Thursday, December 5, 2019 - 11:00am to 12:00pm
ISyE Groseclose Room 402
Concussion, the most common type of traumatic brain injury, has been identified as a public health issue. Recent research has exposed a troubling relationship between concussion and long-term health consequences to brain health, such as cognitive impairment, depression, and neurodegenerative disease. Appropriate concussion management is thought to play a critical role in improving long and short-term health outcomes for those with concussion. Unfortunately, the diagnosis and post-injury management of concussion remains challenging for many reasons, including: the lack of a gold standard diagnostic marker, the potential for strategic symptom reporting, and the need for guidelines built on rigorous analysis of large, observational clinical datasets. In this research, we develop two frameworks to address these issues. In the first framework, we formulate a multi-agent Partially Observable Markov Decision Process (mPOMDP) to model both the patient’s and doctor’s perspectives in sequential treatment decision problems. We analyze the role of strategic symptom-reporting on the optimal timing of return-to-play from sports-related concussion. While classical results for POMDPs do not hold for the mPOMDP, we derive conditions which ensure that the doctor’s optimal policy follows a threshold-type structure. In the second framework, we formulate the two-threshold problem (TTP) as a stochastic programming model to determine which patients should be diagnosed as positive, negative, or deferred due to a lack of conclusive evidence. We characterize the optimal solution to TTP and develop data-driven methodologies to solve and calibrate TTP. For both frameworks, we conduct numerical studies using multi-center data from the CARE Consortium – the largest available dataset on sports-related concussion. We show that our frameworks outperform existing methods commonly used in practice and use our findings to generate clinical insights for concussion management. The models developed in this research provide technical contributions to data-driven decision-making that can be applied broadly to other areas within and beyond healthcare.

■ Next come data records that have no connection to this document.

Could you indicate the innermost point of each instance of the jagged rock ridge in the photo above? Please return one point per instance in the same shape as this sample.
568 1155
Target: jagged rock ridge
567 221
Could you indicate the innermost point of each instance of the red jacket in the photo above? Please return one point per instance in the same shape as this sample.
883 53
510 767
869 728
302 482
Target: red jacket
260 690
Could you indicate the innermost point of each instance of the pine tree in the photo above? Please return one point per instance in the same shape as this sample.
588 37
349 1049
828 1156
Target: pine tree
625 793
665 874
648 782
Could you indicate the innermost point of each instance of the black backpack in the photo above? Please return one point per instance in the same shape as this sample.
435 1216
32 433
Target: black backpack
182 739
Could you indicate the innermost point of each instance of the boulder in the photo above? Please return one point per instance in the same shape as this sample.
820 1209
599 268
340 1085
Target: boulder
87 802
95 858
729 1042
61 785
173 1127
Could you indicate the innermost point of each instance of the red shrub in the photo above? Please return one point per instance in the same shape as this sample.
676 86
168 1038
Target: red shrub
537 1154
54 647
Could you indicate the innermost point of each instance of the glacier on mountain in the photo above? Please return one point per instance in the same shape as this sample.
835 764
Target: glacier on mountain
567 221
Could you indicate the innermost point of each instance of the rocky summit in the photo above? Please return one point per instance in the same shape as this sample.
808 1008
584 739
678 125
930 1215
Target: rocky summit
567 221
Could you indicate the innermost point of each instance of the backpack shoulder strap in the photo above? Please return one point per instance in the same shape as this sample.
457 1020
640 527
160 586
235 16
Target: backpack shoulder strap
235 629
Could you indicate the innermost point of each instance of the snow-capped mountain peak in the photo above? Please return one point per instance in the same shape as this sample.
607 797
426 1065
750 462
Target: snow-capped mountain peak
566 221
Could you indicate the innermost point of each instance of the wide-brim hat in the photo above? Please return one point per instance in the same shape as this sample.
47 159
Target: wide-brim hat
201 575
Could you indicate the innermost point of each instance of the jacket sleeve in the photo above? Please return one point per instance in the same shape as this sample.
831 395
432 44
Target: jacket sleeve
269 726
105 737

Gian-Gabriel Garcia is a PhD Candidate in the Industrial and Operations Engineering Department at the University of Michigan. He holds a Bachelor’s degree in Industrial Engineering from the University of Pittsburgh and a Master’s degree in Industrial and Operations Engineering from the University of Michigan. In his research, Gian is interested in developing data-driven frameworks for predictive and prescriptive analytics as motivated by high-impact problems in healthcare. His current research focuses on (1) using large clinical datasets to gain patient-specific insights on disease progression and (2) combining these insights with stakeholders’ perspectives to improve diagnosis and treatment decisions. His research has been applied to concussion, glaucoma, and cardiovascular disease. It has been recognized by the National Science Foundation Graduate Research Fellowship, the INFORMS Bonder Scholarship for Applied Operations Research in Health Services, the Rackham Merit Fellowship, the SMDM Lee B. Lusted Prize in Quantitative Methods and Theoretical Developments, and first prize at the INFORMS Minority Issues Forum Poster Competition.